遅かれ早かれ自分も部下のようにへまをして首になることはわかっていた。

「以前のことと言い、今回のことと言い、お前にすべて任せていたが、一向にあの女を始末できないような役立たずとはな」

 長男の声は静かだが、全身から張り詰めるようなぴりぴりとした空気が感じられる。

「申し訳ありません」

 男は冷や汗をかきながら頭を下げ続けている。

「あの女は目障りだ。財閥の中には、未だにあの女と父親を崇拝する者たちがいる。その者たちの目を覚まさせるには、見せしめが必要だ。現在の財閥を一つにまとめるためには、反乱分子はいてはならない。逆らう者があってはならない。そのためには邪魔者は早急に排除せねばならない」

 長男は顔色一つ変えず淡々と語る。

 かつて姉の両親を手に掛けた時もそうだったが、自分が正しいと信じて疑ない。

 そんな様子だった。

「こいつを懲罰室に連れて行け」

 長男は長年自分に仕えた部下の男に対して、何の感情も抱いていないようだった。

 冷淡に男への処罰を命じる。

 部屋に命令を受けた男たちが入ってくる。

 ぎりぎりまで諦めた表情をしていた男は、自分を捕えに来た彼らを見て顔色を変える。

「私を懲罰室に連れて行くのか。何年も仕えた私を。将来を嘱望されたこの私を」

 男たちに両腕を左右から捕まれ、男は奥歯を噛みしめる。

「多くの部下を手に掛けても、お前は何も感じないのか? ならばお前は人間ではない。感情を持たない悪魔だ。数多くの部下を懲罰室へと送ってきたお前こそが本来は罰を受けるべきなのだ! いつか足元をすくわれ、お前は転落していくだろう!」

 男は長男に言葉をぶつけ、狂ったように笑う。

「神の裁きを受けるがいい。地獄の業火に焼かれ苦しむがいい、セルゲイ・ユスポフ!」

 長男はかつて部下だった男を見やる。

 わずかに眉をひそめる。

「騒がしいな」

 長男は懐から小型拳銃を取り出し、喚く男に構える。

 頭に狙いを定め、ためらうことなく引き金を引く。

 けたたましい銃声が部屋に響き、男の声が突然途切れる。

 背後の壁に銃弾がめり込み、辺りに鮮血が飛び散る。

 男は頭から血を流し、声もなく倒れる。

「その男の遺体を処理しておけ。目障りだ」

 長男は何事もなかったかのように小型拳銃を懐にしまう。

 両脇を抱え、動揺している部下の男たちに命じる。

「それから部屋の掃除もしておけ。私は少し外に出る」

 血まみれの男の遺体の横を通り、長男は部屋を出ていく。

 部屋には血を流す遺体と、震える部下二人が取り残された。


 *


「どうする、白犬?」

 四男に少し待ってもらうように頼み、弟と叔父のところに戻って来たワタリガラスは、開口一番そう言った。

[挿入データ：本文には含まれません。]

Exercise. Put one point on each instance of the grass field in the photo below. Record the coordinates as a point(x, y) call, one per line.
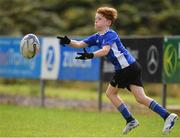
point(33, 121)
point(79, 92)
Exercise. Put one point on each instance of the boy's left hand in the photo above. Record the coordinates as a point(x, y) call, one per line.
point(85, 55)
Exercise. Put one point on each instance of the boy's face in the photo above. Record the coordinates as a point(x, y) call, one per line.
point(101, 23)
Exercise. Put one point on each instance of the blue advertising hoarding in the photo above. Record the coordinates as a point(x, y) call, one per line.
point(51, 63)
point(13, 65)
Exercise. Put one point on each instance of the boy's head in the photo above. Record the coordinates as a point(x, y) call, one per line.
point(108, 13)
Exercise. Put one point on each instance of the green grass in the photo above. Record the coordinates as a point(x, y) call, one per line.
point(70, 92)
point(30, 121)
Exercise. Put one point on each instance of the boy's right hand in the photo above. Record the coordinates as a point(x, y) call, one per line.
point(63, 40)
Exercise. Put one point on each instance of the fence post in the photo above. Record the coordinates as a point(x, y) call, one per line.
point(100, 88)
point(42, 92)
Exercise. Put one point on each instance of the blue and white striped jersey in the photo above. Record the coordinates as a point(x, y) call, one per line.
point(117, 55)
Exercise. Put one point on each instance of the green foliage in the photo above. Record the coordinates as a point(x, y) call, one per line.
point(52, 17)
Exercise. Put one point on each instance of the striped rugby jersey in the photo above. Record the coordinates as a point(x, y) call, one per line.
point(118, 55)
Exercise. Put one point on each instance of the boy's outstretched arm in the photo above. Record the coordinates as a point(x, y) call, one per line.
point(73, 43)
point(102, 52)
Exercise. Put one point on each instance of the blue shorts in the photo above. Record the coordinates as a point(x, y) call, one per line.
point(127, 76)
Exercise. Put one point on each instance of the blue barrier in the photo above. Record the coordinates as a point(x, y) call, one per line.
point(52, 62)
point(13, 65)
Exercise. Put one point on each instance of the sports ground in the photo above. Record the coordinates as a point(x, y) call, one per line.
point(21, 121)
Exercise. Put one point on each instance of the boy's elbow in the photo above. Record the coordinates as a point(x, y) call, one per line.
point(106, 52)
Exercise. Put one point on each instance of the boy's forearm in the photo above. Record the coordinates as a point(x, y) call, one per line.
point(101, 52)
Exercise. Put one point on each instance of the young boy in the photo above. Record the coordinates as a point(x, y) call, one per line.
point(127, 69)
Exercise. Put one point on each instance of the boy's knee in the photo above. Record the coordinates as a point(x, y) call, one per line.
point(140, 99)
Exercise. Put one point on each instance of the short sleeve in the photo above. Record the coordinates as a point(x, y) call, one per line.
point(91, 40)
point(110, 38)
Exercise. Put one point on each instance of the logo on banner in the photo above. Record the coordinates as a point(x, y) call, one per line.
point(152, 59)
point(170, 60)
point(50, 58)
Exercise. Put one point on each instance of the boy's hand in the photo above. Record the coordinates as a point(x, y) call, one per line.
point(85, 55)
point(63, 40)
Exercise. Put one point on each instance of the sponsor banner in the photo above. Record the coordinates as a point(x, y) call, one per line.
point(148, 52)
point(73, 69)
point(171, 60)
point(12, 63)
point(50, 58)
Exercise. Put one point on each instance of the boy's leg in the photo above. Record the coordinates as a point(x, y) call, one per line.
point(112, 94)
point(153, 105)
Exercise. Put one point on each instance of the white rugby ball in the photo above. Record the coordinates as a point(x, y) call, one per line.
point(29, 46)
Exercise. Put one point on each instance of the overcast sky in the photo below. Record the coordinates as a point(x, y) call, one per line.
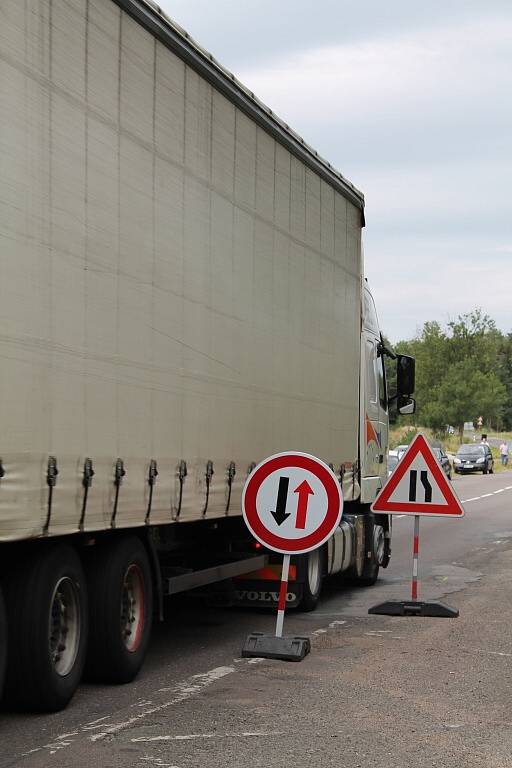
point(411, 101)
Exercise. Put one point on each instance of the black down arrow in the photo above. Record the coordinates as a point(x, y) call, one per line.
point(280, 514)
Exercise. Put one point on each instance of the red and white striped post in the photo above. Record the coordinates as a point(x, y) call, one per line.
point(282, 596)
point(415, 552)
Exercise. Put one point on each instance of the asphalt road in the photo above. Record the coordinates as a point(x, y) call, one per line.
point(375, 691)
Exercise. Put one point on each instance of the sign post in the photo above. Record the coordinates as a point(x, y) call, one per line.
point(291, 503)
point(433, 496)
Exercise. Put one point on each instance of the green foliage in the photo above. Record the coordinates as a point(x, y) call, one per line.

「どうするって、僕に聞くなよ。情報戦や交渉なら、お前の方が得意だろう?」

 弟は淡々と返す。

「俺だってあんな常識外れの奴を説得する自信はないよ」

「今更何言ってんだよ。わかってたことだろう?」

「あ、やっぱ無理無理。俺の手に余るよ」

「じゃあ最初から無理だとそう言えよ。少しでもお前に期待した僕が馬鹿だった」

 弟は溜息を吐く。

 弟とワタリガラスのやり取りを、叔父は黙って聞いている。

「私が行こう」

 すっかり人気のなくなった市場の立ち並ぶ広場で、叔父は座っていた噴水の大理石から立ち上がる。

 目を丸くする弟とワタリガラスの前を横切っていく。

 叔父は屋根の上にいる四男に呼びかける。

「グレゴリー、聞こえるか? 私のことがわかるか?」

 四男はすぐに顔をのぞかせる。

「やあ、父さん。本当はあんたを父さんなんて呼ぶのは、物凄く嫌だけどさ。財閥総帥と呼ぶのはもっと嫌なんで、仕方がないから父さんと呼んであげるよ。で、父さんがボクに何の用?」

「お前に話がある。お前に私たちのことを諦め、手を引いて欲しい。そして我々のことにはいっさい関与しないでほしい。この話を一連の出来事を仕組んだセルゲイに伝えてもらいたい」

 叔父は長男の名前を出す。

「義兄さんに?」

 四男は怪訝な顔をする。

「どうしてボクがあんたの言うことを聞かなきゃいけないんだよ。それに、手を引けって、父さんはボクに本気でそんなことを言っているのかい?」

 叔父をせせら笑う。

「こんな楽しいこと、ただで手を引くつもりはないね。あんたが父親か財閥総帥だかなんだか知らないけれど、ボクの行動に口出しする権利はないよ。財閥をまとめることが出来ず、部下一人十分に扱えないあんたが」

 四男ははっきりと言い放つ。

 叔父は渋い顔をする。

「見返りはするつもりだ。そうだな。私の財閥総帥の地位をお前に譲るというのでどうだ?」

 叔父は真剣な表情で淡々と話す。

 それには弟とワタリガラスだけでなく、当の四男も言葉を失った。

「父さんが、ボクに? 父さん、それ本気で言っているのかい?」

 とても信じられないといった表情で、四男は聞いてくる。

「無論、私は本気だ。財閥総帥の地位を私個人の意見でどうにかすることは、すぐには出来ないかもしれないが、時間を掛けて関係者を説得すれば、それも可能だろう」

「ボクが、財閥総帥の地位に、ねえ」

 四男は考え込んでいるようだった。

 叔父をはじめ、市場の並ぶ広場にいる弟とワタリガラスは固唾を飲んでことの成り行きを見守っている。

 彼らの他に人っ子一人いなくなった広場で、冷たい風が吹きすさぶ。

 四男の沈黙は長くは続かなかった。

「いいよ。ボクが財閥総帥になってあげるよ。そっちの方が母さんも喜ぶと思うしね」

 四男はくすくすと笑い、銃を構えた部下を引かせる。

「ボクがこの財閥を継いであげるよ」

 建物の上から良く通る声でそう言い放った。